And would this silt deposition actually occur at a rate that would fully counteract sea level rise, just as the huge rise in sea levels at the end of the last ice age did not mean that the delta disappeared?

If so, the danger to New Orleans would be entirely avoidable by changes in local land use.

Perhaps the fundamental issue is that river deltas tend to be dynamic, with the watercourse continually changing, which isn't really compatible with a city in a fixed location. (Hence the damaging attempts at stopping this.)

2 comments

Hmmm... On the one hand, yes, silt deposition would tend to expand the delta and that's what you saw over the last 5,000 years up until the 1930's. And yes, it was work done by the Corps of Engineers to fix the course of the Mississippi River that broke this system. That plus logging, oil and gas extraction, and tons of other "local land use" things then led to sinking ground levels. As the article mentions, the governor cancelled a(n expensive) effort that would have resulted in more silt deposition ... in the general area that most experts think would have helped.

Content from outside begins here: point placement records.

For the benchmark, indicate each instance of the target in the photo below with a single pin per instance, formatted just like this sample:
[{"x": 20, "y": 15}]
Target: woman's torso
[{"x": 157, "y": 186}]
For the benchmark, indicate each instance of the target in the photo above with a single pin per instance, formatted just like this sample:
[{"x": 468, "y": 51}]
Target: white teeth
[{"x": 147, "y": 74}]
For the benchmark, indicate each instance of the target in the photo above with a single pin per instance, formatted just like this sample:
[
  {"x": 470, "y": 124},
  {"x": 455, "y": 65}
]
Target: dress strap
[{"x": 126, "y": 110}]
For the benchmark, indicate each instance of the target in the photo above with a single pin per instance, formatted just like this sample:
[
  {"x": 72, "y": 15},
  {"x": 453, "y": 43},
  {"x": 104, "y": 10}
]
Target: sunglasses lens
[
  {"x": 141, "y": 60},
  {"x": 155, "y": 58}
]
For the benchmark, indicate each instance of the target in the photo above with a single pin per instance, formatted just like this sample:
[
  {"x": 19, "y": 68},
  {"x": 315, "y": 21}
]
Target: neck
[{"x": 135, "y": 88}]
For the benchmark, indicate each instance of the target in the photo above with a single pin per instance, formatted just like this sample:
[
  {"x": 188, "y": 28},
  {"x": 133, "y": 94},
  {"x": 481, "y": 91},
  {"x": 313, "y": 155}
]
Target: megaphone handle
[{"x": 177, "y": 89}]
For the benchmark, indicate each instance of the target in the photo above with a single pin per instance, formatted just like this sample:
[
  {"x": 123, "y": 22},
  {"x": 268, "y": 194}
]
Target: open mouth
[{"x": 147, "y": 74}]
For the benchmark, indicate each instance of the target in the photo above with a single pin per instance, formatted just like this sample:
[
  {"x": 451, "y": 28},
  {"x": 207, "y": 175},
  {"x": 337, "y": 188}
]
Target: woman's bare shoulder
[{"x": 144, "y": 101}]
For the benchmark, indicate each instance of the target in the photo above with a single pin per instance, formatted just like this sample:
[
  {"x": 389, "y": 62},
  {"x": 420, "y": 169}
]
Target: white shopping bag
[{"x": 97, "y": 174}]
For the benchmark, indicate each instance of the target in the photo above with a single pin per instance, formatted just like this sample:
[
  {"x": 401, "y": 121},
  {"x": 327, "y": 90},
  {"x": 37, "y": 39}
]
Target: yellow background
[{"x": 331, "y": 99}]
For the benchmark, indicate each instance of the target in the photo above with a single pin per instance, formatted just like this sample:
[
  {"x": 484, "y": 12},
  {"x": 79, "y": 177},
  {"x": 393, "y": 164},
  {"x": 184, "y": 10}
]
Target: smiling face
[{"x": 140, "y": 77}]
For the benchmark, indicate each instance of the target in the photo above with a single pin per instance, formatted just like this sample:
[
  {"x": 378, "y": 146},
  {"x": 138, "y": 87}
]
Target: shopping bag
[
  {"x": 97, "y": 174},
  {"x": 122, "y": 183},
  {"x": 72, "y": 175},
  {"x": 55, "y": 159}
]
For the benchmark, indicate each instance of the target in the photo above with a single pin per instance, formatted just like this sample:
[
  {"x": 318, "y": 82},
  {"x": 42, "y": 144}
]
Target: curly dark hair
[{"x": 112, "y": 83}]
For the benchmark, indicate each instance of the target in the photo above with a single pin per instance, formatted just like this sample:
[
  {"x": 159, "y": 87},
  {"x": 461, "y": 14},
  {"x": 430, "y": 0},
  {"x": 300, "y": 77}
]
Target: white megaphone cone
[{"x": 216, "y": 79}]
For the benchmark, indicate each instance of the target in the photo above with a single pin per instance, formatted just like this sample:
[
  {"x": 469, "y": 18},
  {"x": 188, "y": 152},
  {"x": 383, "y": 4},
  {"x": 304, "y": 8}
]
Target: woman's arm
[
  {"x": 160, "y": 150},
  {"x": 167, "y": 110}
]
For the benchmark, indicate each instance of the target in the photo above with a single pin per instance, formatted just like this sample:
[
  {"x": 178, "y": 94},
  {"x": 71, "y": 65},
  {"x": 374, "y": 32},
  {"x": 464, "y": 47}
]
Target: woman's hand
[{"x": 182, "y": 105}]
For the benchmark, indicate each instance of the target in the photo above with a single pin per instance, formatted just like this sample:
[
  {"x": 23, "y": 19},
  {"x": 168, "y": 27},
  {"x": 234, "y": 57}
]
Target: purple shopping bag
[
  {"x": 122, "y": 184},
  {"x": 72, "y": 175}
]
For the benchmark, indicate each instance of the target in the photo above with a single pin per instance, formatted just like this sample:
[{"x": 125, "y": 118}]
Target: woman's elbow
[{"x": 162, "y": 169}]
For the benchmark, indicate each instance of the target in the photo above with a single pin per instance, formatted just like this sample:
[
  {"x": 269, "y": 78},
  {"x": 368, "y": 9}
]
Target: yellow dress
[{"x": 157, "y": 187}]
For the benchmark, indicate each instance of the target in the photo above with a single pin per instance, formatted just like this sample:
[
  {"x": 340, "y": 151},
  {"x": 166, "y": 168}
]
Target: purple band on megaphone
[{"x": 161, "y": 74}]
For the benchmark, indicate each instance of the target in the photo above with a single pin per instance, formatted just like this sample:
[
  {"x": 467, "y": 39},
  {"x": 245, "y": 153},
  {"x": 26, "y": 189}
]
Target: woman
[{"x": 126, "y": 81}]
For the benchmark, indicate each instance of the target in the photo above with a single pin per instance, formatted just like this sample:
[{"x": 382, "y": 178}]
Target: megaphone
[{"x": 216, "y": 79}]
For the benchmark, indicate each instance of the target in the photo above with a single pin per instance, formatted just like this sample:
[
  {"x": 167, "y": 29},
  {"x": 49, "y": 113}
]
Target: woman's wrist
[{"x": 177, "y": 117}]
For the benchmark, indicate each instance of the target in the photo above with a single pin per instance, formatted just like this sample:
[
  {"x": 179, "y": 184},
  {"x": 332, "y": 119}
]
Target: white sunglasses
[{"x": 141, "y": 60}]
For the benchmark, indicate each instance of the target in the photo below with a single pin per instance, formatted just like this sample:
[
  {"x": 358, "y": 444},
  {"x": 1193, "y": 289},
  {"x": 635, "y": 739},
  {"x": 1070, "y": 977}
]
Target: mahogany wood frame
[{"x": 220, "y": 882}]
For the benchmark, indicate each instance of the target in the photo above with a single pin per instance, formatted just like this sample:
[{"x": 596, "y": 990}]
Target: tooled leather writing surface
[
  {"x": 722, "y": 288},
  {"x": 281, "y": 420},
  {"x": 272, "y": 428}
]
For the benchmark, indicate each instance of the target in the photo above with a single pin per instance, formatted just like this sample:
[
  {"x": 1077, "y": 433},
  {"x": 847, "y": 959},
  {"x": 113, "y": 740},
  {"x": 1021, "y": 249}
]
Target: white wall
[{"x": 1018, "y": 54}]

On the other hand, the silt wasn't ever being deposited in large quantities in New Orleans itself, but more in other places. The delta is huge. New Orleans is famously below sea level and always has been. There's always been hurricanes. It's always been dangerous to live there and I'm not sure you can blame the dynamic nature of the river.

It isn’t expansion that it would do it is a return to wandering. When a river wanders, typically people die. It is not a good thing to be near a wandering river.
The river water picks up silt as it flows to the sea. The silt has to go somewhere. That's why the delta exists, and grows, absent other effects.

The river wandering is part of this. Since the silt can only be deposited where the water goes, for the delta to grow (or just maintain itself) the river has to go here and there all over it.

And yes, people die when this happens. But if you stop the river wandering, the silt isn't going to be deposited so as to maintain the delta.

Maybe it's not a good location for permanent human settlement.